Doubell: Quite considerable. We find that management missteps or a company charging high fees deters investors quite considerably. An example of this can be seen in GAM Investments, which in 2018 had a significant scandal surrounding its Absolute Return Fund range and which has led to significant exits in the years since. Even a management reshuffle or a significant tax cut was not enough for the firm to significantly regain its market position. So we then saw a takeover bid from Liontrust Asset Management, based in London, who offered to buy the firm. Instead, in a series of high-profile boardroom fights, that bid was stymied and we saw an activist group, NewGAMe, come in and become the main shareholder of GAM Investments. So it will be largely up to them to rebuild GAM’s reputation in the market and ensure their financial stability in the future.

van den Oever: Good. Interesting development there. Are acquisitions or potential acquisitions between players of this magnitude historically as common?

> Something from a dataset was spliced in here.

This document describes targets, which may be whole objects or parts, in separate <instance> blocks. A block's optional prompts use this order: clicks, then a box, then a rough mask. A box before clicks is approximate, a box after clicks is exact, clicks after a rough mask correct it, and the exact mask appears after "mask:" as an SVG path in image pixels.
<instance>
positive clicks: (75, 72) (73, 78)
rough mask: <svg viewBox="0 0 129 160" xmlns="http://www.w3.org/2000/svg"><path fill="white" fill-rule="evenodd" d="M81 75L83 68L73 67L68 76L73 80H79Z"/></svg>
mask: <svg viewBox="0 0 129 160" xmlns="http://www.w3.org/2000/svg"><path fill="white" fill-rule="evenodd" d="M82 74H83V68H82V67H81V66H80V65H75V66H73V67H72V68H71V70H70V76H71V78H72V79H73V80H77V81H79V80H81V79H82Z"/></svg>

Doubell: Well, if we go back about 15 years, we saw the merger of Société Générale and Crédit Agricole Asset Management in 2010. And that basically led to Amundi, which is probably the biggest asset manager in Europe. They have consolidated this position through several acquisitions and moves. We saw Amundi’s IPO in 2015. In 2017, they also acquired one of their biggest competitors at the time. More recently, in 2022, they acquired passive specialist Lyxor Investment Management. It’s also quite interesting because it brings me to another trend that I’ve seen that has driven a lot of movement in the industry, actually, is to do passive investing. At the same time, as the pursuit of passive investments can cannibalize some of the returns on more active capabilities and products, we have also seen asset managers push alternative investments. Because for products like private equity and private debt, firms may charge slightly higher margins on those products because of the extra due diligence and long-term time horizon required for those products.

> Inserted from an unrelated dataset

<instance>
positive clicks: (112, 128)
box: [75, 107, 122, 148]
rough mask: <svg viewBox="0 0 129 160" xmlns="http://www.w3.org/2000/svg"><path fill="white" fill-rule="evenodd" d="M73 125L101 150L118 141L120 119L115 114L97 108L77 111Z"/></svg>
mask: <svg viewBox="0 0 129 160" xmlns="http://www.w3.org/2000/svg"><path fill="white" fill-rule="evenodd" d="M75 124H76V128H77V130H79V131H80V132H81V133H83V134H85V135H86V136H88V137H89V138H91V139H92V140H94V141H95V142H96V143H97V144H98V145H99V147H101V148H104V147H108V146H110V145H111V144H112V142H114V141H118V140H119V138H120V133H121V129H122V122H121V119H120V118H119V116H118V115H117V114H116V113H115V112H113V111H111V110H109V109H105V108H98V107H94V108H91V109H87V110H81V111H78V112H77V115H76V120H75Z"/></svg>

van den Oever: Good. And moving from there to examples, what key players come to mind when you consider pushing into both passive and alternative investments?

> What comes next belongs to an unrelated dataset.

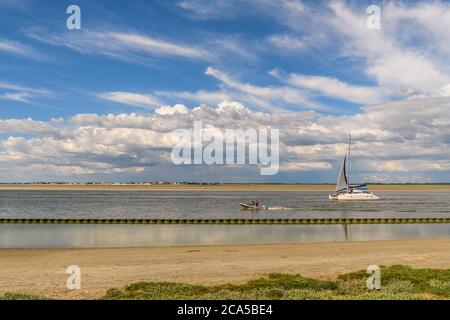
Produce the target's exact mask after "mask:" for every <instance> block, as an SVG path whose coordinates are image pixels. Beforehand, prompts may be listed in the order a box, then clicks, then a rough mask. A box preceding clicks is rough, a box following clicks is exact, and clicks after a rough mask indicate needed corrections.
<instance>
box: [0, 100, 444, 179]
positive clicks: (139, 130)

Doubell: Well, BlackRock is definitely a market leading ETF provider and that started or came to life with the acquisition of iShares, the ETF platform in 2009 from Barclays. Since then, it has truly become a household name, offering a wide range of products to investors across Europe. This makes sense given the 3.5 trillion in assets under management, so a sizeable firm indeed. More recently they have also been doing alternative investments and we have seen that through the announced intention of July 2024 they will acquire the alternative investment data provider Preqin based in London. This will be a considerable advantage for them, given that in alternative investments, one of the biggest challenges remains access to high-quality data. So for BlackRock to acquire Preqin and have more direct access to good, clean data will certainly improve their ability to be able to pursue alternative investments.

van den Oever: Okay, very interesting. So, in summary, we see market consolidation and the drive towards both passive and alternative investments playing a key role in driving business strategy among some of Europe’s biggest asset management names. Jeana, thank you very much for all your information on what is happening in the European asset management industry. For Morningstar, I’m Robert van den Oever.